Unfortunately, Doug Bowden's resources are MUCH MUCH smaller than
those available to the curators/developers of GO, so the NN curation
effort necessarily moves at a slower pace.
2) Working with the Neuroscience community
As Kei, Don, and others have stated, it would be unwise to proceed in
creating an "open source" neuroanatomical ontology without
interacting with the researchers who've already put a lot of effort
into this problem over the past decade or so. With this in mind, I
have several suggestions:
a) The 5 ways of knowing neuroanatomy:
This is a pitch I've been making which I think helps to sum up the
current ways various sub-fields have attempted to identify/label/
collate brain morphology
i) Terminlogies - e.g., NN, BrainLex
ii) Ontologies - e.g., Neuro-FMA (the project Peter Mork
referred to)
iii) Literature Informatics (CocoMac, BrainMap, NeuroScholar, BAMS,
ArrowSmith, etc.).
These are very mature projects. Some include their own
mereotopological reasoning systems (e.g., CocoMac and BrainMap) in
order to be able to pool and compare the relatedness of structures
and connectivity across different studies in the literature. The
goal in this category is to perform large-scale semantic mining of
the literature to confirm/refute current knowledge and uncover new
correlations - very much along the lines of what The NeuroCommons
Project expects to achieve via use of semantic web technologies.
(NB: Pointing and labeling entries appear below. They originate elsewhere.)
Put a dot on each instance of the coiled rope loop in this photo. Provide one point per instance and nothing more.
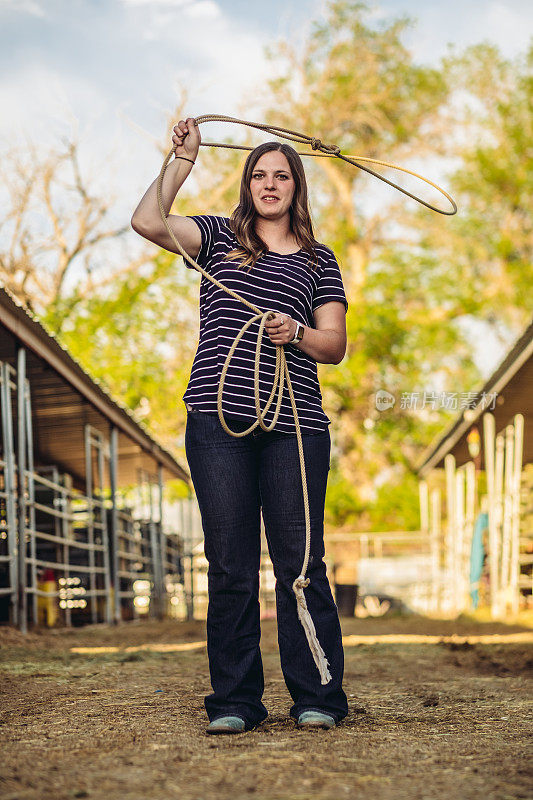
(281, 371)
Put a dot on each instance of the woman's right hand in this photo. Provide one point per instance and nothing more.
(187, 138)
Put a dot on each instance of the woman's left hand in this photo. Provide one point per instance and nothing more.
(281, 329)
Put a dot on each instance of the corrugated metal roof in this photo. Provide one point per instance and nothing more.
(31, 332)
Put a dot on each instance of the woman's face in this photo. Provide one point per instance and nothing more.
(272, 185)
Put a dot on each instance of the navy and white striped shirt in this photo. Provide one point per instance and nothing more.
(280, 283)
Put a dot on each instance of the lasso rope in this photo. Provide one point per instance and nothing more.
(282, 371)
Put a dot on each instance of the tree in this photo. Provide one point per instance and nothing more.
(356, 85)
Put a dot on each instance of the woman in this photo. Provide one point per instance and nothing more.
(267, 253)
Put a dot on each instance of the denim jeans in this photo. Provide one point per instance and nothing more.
(234, 479)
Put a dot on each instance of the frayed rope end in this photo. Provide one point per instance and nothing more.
(310, 630)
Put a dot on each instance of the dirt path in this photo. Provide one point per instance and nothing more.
(439, 720)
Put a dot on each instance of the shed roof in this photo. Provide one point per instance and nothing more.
(65, 396)
(512, 381)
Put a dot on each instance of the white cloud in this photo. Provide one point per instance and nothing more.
(170, 3)
(23, 7)
(206, 9)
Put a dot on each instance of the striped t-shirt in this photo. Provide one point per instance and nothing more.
(280, 283)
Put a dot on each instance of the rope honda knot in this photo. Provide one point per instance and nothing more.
(305, 618)
(301, 582)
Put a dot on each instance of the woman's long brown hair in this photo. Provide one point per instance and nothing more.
(242, 220)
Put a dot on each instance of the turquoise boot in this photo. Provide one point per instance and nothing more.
(315, 719)
(226, 725)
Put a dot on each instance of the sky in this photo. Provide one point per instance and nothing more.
(110, 71)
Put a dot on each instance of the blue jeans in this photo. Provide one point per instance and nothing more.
(234, 478)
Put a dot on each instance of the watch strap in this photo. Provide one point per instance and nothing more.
(297, 336)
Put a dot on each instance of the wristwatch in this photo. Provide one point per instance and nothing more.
(298, 336)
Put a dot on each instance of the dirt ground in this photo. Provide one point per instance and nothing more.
(448, 719)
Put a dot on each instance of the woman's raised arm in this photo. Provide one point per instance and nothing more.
(146, 219)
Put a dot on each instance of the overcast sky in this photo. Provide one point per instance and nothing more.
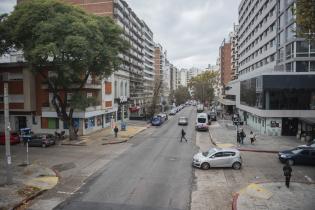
(190, 30)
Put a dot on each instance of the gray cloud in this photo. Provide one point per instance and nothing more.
(190, 30)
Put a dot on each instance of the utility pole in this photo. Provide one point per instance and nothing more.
(7, 128)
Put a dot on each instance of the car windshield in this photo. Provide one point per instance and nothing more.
(209, 152)
(201, 120)
(296, 150)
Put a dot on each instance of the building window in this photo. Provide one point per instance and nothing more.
(126, 89)
(121, 89)
(49, 123)
(116, 90)
(301, 66)
(302, 49)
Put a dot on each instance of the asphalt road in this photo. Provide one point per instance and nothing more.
(155, 173)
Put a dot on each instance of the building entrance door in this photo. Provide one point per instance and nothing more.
(289, 126)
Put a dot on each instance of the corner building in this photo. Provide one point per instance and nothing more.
(275, 89)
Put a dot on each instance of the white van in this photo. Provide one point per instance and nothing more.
(202, 122)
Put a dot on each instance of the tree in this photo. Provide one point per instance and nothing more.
(202, 86)
(69, 43)
(181, 95)
(305, 19)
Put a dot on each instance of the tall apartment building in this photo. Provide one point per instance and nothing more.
(225, 62)
(159, 65)
(275, 89)
(234, 52)
(149, 72)
(129, 79)
(183, 77)
(126, 84)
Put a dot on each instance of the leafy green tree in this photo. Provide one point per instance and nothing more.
(181, 95)
(71, 44)
(305, 19)
(202, 86)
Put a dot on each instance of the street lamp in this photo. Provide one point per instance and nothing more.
(7, 127)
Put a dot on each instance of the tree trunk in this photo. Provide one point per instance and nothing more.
(72, 130)
(72, 133)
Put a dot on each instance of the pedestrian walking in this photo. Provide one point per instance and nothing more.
(287, 170)
(183, 135)
(252, 137)
(238, 137)
(116, 131)
(243, 135)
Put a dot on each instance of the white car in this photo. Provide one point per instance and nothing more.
(218, 157)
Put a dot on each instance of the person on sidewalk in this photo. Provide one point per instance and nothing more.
(243, 135)
(238, 137)
(116, 131)
(252, 137)
(287, 170)
(183, 135)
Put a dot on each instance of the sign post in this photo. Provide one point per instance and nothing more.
(7, 129)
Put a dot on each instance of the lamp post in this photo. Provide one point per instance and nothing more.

Some researchers in this category are actually participating in The
NeuroCommons Project (i.e., Gully Burns, who developed NeuroScholar).
iv) voxel/pixel analysis:
This approach applies computer vision algorithms to automatically
- or semi-automatically - identify 2D & 3D shapes in digital
anatomical images. This field is also extremely mature, though there
are many significant caveats to exactly how much of this work can be
effectively automated.
v) parameterized models:
Often these are derived from - or used to drive - the voxel/pixel
based analysis described in 'iv' - though the spatial modeling is
definitely a distinct approach from the pure voxel/pixel approach.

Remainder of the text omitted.